When you’re poor and destitute, wether Black or Irish or anyone else, you’re going to break the law in order to survive. That points directly to the human condition: it is what is expected of you.
But if you have the means to thrive, but you just don’t want to comply, then that’s also part of the human condition.
It may be fair to say that life is more unfair for some citizens than for other citizens simply based on their heritage and the course of history.
But I also agree that Woke is Broke, and it causes incredible resentment among people who are not in the less than 13% of our population who are Black.
What a great disservice the small percentage of woke race activist are doing to our African-American population whom I think simply want to be seen and treated as ordinary human beings.

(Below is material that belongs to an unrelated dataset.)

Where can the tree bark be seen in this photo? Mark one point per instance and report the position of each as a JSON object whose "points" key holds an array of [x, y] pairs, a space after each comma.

Heads of educational institutions cave in to the "race above everything else" school of thought, not because they crave public support (they couldn't care less) but because it's personally and politically expedient! Let me explain: at the Univ. of California, it currently takes 75% of Black UC students 7 or more years to finish an undergraduate degree, that too with many of these students changing majors midway to something way less rigorous, and likely far less viable career-wise. Asking why this phenomenon occurs, as a precursor to finding a solution, would be way too uncomfortable! Instead, it's so much easier and comfortable all-round to attribute it all to 'racial inequity', thus absolving authorities of any responsibility in the matter. Why else would the UC Board of Regents choose to ban the SAT's, when the UC Academic Senate unanimously voted to keep it? The one truly objective yardstick to judge student ability has now been removed from the admissions process, thus enabling admissions officials to boost Black admission rates unhindered, on supposedly holistic criteria (that dreaded word that covers a multitude of sins!) and thereby "proving" that racial equity practices have worked! Next, how to ensure said Black students graduate in increasing numbers without giving the lie? Why, "equitable grading policies" of course! And so on the fable goes, with no one daring to point out that the emperor is, in fact, stark naked.
Thank-you for the insight; I truly didn’t know the angles you described.